Los curiosos que estaban apiñados en el muelle, pues Saint Martin-de-Ré es una isla y debíamos embarcarnos para cruzar el brazo de mar, presenciaron el descubrimiento de los dos pobre diablos. Pero no dijeron nada respecto a nosotros. Y como los gendarmes debían entregarnos en la Ciudadela, muertos o vivos cargaron los cadáveres con nosotros en el barco.

La travesía no fue larga, pero pudimos respirar un rato el aire marino. Le digo a Dega:

– Esto huele a fuga.

Se sonríe. Y Julot, que estaba a nuestro lado, nos dijo:

– Sí. Esto huele a pirárselas. Yo vuelvo allá, de donde me fugué hace cinco años. Me hice prender como un idiota cuando estaba a punto de cargarme al chivato que me había delatado hace diez años. Procuremos quedarnos juntos, pues en Saint-Martin nos meten a bulto en grupos de diez en cada celda.

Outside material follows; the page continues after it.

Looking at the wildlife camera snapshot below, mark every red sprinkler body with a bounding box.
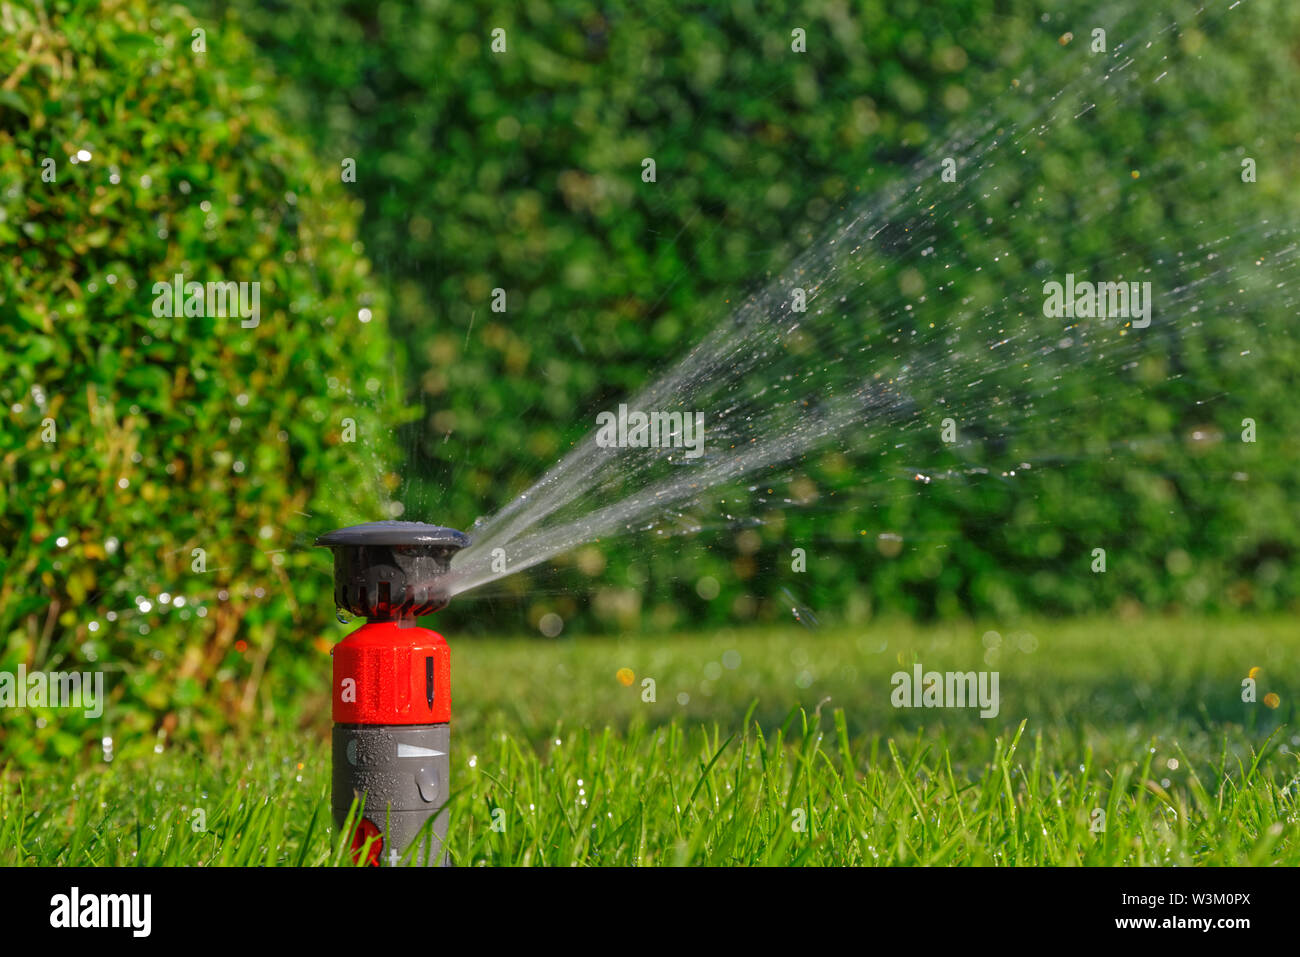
[316,522,469,866]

Se equivocaba, el Julot. Al llegar allí, le llamaron, con otros dos, y les pusieron aparte. Eran tres evadidos del presidio, vueltos a prender en Francia, y que iban allá por segunda vez.

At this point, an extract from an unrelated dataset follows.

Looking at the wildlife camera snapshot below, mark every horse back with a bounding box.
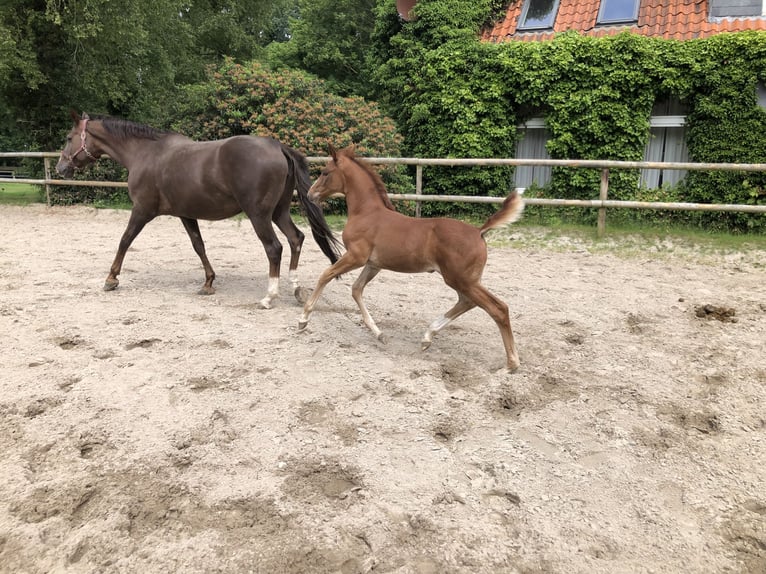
[129,135,290,220]
[360,210,486,275]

En celdas por grupos de a diez, comienza para nosotros una vida de espera. Tenemos derecho a hablar, a fumar, estamos muy bien alimentados. Este período sólo es peligroso para el estuche. Sin que se sepa por qué, de repente te llaman, te ponen en cueros y te registran minuciosamente. Primero, los recovecos del cuerpo hasta la planta de los pies; luego las ropas y enseres.

– ¡Vestíos!

Y nos vamos por donde hemos venido.

La celda, el refectorio, el patio donde pasamos largas horas caminando en fila. ¡Un, dos! ¡Un, dos! ¡Un, dos! Caminamos por grupos de ciento cincuenta presos. La fila es larga, los zuecos restallan. Silencio absoluto obligatorio. Luego viene el “ ¡Rompan filas! “. Todos nos sentamos en el suelo, formamos grupos, por categorías sociales. Primero, los verdaderos hombres del hampa, para quienes el origen importa poco: corsos, marselleses, tolosanos, bretones, parisienses, etcétera. Hasta hay un ardechés, que soy yo. Y debo decir, a favor de Ardéche, que sólo hay dos en este convoy de mil novecientos hombres: un guarda rural que mató a su mujer, y yo. Conclusión, los ardecheses son buenas personas. Los otros grupos se forman de cualquier modo, pues al presidio suben más cabritos que chulos. Estos días de espera se denominan días de observación. Y, verdaderamente, nos observan desde todos los rincones.